Clozure / ccl

Clozure Common Lisp
http://ccl.clozure.com
Apache License 2.0
841 stars 105 forks source link

Incorrect simple-array access with (declaim (optimize (speed 3))) #446

Closed MattKaufmann closed 1 year ago

MattKaufmann commented 1 year ago

The example below ends with a form that gives an incorrect array value on my MacBook Pro. I extracted it from an example supplied by Warren A. Hunt, Jr. and Yahya Sohail that runs in ACL2, but the example below runs in pure CCL. After seeing the problem with CCL build from git version 01cf6cd7f849d75bc61eeb3f25b034500da6b58b, I rebuilt CCL from the latest version, ff51228259d9dbc8a9cc7bbb08858ef4aa9fe8d0, and got the same (unfortunate) result.

(declaim (optimize (speed 3)))

(defun arr-fieldi (i ar)
  (aref (the (simple-array (signed-byte 64) (10))
             ar)
        i))

(defun update-arr-fieldi (i v ar)
  (progn (setf (aref ar i) v)
         ar))

(defvar my-ar (make-array 10
                          :element-type '(signed-byte 64)
                          :initial-element '0))

; True:
(typep my-ar 'simple-array)

(update-arr-fieldi 0 #x-7FFFFFFE47AFEF96 my-ar)

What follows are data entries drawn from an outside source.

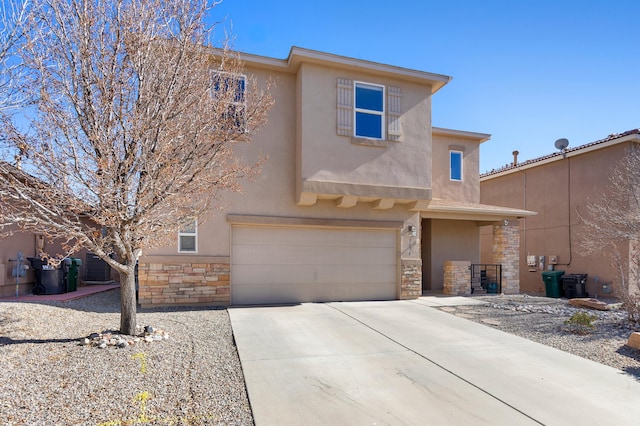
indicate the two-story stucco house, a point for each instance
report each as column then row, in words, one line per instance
column 361, row 198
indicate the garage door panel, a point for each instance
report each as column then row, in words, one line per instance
column 288, row 255
column 300, row 264
column 281, row 236
column 319, row 292
column 297, row 274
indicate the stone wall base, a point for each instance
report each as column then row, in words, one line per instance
column 183, row 283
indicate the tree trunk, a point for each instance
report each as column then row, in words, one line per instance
column 128, row 301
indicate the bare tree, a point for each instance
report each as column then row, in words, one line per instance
column 14, row 15
column 612, row 229
column 133, row 128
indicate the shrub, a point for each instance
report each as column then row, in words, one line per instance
column 581, row 322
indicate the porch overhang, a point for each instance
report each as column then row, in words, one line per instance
column 348, row 195
column 458, row 210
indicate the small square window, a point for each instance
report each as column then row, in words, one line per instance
column 369, row 110
column 188, row 238
column 455, row 165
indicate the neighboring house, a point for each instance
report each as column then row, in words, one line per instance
column 557, row 186
column 29, row 245
column 360, row 198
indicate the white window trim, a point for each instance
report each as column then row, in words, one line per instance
column 189, row 234
column 382, row 113
column 461, row 166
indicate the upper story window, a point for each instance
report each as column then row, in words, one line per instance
column 455, row 165
column 188, row 238
column 369, row 111
column 231, row 89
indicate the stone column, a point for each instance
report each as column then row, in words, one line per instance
column 411, row 284
column 506, row 252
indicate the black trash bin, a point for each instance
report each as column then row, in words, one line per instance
column 574, row 285
column 49, row 280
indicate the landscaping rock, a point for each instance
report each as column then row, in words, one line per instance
column 634, row 340
column 589, row 303
column 106, row 339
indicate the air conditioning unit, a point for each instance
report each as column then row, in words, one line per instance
column 96, row 269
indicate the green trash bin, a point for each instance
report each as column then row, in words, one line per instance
column 73, row 267
column 553, row 283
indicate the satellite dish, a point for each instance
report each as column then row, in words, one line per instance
column 562, row 144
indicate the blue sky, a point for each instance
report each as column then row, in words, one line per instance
column 527, row 72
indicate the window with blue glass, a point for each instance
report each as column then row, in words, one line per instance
column 369, row 110
column 455, row 165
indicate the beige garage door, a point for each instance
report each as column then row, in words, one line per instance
column 302, row 264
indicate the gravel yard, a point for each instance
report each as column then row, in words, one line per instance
column 542, row 320
column 47, row 378
column 195, row 377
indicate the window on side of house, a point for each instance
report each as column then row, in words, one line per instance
column 369, row 110
column 232, row 89
column 188, row 238
column 455, row 165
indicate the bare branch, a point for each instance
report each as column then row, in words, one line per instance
column 132, row 133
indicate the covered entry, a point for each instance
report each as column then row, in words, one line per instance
column 293, row 264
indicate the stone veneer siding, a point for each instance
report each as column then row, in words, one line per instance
column 457, row 278
column 506, row 250
column 411, row 282
column 184, row 282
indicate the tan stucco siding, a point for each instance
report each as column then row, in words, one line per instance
column 273, row 192
column 468, row 189
column 328, row 157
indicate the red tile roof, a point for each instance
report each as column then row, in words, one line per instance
column 556, row 154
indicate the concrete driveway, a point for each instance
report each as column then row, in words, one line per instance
column 403, row 362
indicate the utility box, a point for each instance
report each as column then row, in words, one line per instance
column 97, row 270
column 574, row 286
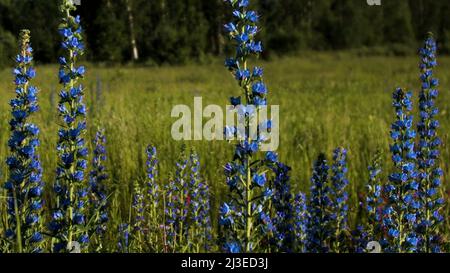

; The following returns 537, not the expected value, #x-7FFFFFFE47AFEF96.
(arr-fieldi 0 my-ar)
yaso9 commented 1 year ago

The issue seems to only occur with the 64-bit version of CCL. Using the 32-bit version yields the correct result. I tried using git bisect to find the commit that introduced the bug, but I had trouble compiling many of the older versions of CCL (it kept getting stuck on compiling compiler/optimizers.lisp).

MattKaufmann commented 1 year ago

I've discovered that CCL 16365, apparently from 2015, doesn't have the bug. I seem to have found versions from 2017 that do have the bug.

svspire commented 1 year ago

Changing first line to (declaim (optimize (speed 3) (safety 3))) fixes it for me. That might be a workaround until we can figure out the real solution.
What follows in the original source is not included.